In einer für jüngere LeserInnen angemessenen und auch witzigen Sprache entwickeln die Autorinnen eine aufregende Detektivgeschichte, in deren Rahmen Bulli, Lina und auch Lucas sich zusammenraufen müssen, um den Dieb von Onkel Hapes Koi-Karpfen zu überführen – was ihnen im Laufe der stringent und mit wenigen Rückblenden erzählten Handlung natürlich auch gelingt. Die Protagonisten selbst überzeugen ebenfalls in ihrer Konzeption, zumal die Geschichte aus wechselnden Perspektiven kapitelweise homodiegetisch, mal aus Linas und mal aus Bullis Sicht erzählt wird. LeserInnen erhalten so direkte Einblicke sowohl in Linas als auch Bullis Gedanken und verstehen schließlich, warum sich das Pony dermaßen stark zu Lina hingezogen fühlt, dass es immer wieder ausbüxt.
Der Konzeption der Handlung folgend geht die Geschichte natürlich gut für alle Beteiligten aus und Lina stellt fest, dass das Leben auf dem Land – und neben einem Ponyhof – doch gar nicht so langweilig ist, wie sie anfangs dachte.

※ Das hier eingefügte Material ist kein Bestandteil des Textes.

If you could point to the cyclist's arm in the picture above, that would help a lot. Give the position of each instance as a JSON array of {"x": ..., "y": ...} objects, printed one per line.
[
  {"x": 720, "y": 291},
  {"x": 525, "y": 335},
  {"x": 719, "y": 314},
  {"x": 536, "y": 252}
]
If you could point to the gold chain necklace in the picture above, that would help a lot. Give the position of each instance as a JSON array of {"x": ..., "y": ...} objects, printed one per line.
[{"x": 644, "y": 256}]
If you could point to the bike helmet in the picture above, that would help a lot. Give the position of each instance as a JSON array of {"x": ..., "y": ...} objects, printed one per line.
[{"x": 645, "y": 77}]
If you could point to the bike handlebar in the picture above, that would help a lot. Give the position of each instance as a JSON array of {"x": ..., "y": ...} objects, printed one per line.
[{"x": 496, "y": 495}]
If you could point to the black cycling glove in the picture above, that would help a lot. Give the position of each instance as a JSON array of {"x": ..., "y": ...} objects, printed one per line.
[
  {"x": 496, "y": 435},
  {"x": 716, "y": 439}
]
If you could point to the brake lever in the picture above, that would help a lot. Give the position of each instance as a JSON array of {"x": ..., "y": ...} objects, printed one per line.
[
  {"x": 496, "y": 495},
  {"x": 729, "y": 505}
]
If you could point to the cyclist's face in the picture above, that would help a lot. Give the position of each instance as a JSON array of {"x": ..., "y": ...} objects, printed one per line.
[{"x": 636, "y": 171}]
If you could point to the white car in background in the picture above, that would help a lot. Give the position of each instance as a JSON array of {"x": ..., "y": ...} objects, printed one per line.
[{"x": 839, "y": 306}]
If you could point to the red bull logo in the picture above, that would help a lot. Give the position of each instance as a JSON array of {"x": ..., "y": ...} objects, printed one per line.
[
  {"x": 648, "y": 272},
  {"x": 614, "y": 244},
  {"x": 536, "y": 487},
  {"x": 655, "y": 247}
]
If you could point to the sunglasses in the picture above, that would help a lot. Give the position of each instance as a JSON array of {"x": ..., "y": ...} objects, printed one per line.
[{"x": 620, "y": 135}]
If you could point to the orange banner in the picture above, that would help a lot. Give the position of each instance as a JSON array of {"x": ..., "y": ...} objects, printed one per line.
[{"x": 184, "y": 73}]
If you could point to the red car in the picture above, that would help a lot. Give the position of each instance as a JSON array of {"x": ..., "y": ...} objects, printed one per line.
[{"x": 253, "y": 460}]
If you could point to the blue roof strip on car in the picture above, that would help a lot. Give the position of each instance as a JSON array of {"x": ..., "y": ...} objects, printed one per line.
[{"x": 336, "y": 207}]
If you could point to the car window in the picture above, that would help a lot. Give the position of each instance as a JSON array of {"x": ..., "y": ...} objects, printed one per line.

Damit greifen die beiden Autorinnen einen – auch gegenwärtig – aktuellen Gegensatz auf, nämlich den zwischen Stadt- und Landleben, der bereits Eingang in einige Kinder- und auch Jugendbücher genommen hat. Den beiden Großstädten Hamburg – Linas Wohnort – und Berlin – Studienort von Lucas‘ Schwester – wird das zu Beginn als öde dargestellte Landleben gegenübergestellt, das nach anfänglicher Abneigung doch seinen Reiz für Lina entwickelt und vor allem durch die neuen Freunde Lucas und natürlich auch Bulli positiv konnotiert wird.
Zusätzlich gewinnt das Buch an Ausdrucksstärke durch die Illustrationen von Susanne Göhlich, der es gelingt, die Stimmungen im Buch mit reduzierten und klaren Zeichnungen einzufangen. Die Illustrationen wirken nicht überladen und bebildern die Geschichte von Scheunemann und Szillat überzeugend. Selbst kleinere Abweichungen, die sich im Vergleich zur Geschichte einschleichen – beispielsweise, wenn Scheunemann und Szillat beschreiben, dass Lina ohne Zaumzeug auf Bulli reitet, die Zeichnung jedoch einen gesattelten Bulli zeigt – schmälern weder die Freude an der Geschichte noch an den Zeichnungen insgesamt. Im Gegenteil könnte gerade die erwähnte Zeichnung bereits so interpretiert werden, dass Lina irgendwann richtig reiten und mit Bulli an Wettbewerben teilnehmen kann, was dieser sich, seit er Lina gesehen hat, wünscht, war er doch früher einmal ein erfolgreiches Turnierpony.
Fazit
Mit Bulli & Lina. Ein Pony verliebt sich ist dem Autorenduo Frauke Scheunemann und Antje Szillat ein kurzweiliges und unterhaltsames Pferdebuch für jüngere LeserInnen ab ca. 7 Jahren gelungen, das besonders durch die wechselseitig eingenommenen Perspektiven der beiden Protagonisten auf die Handlung besticht und neugierig macht auf die – vermutlich – folgenden Abenteuer des Duos.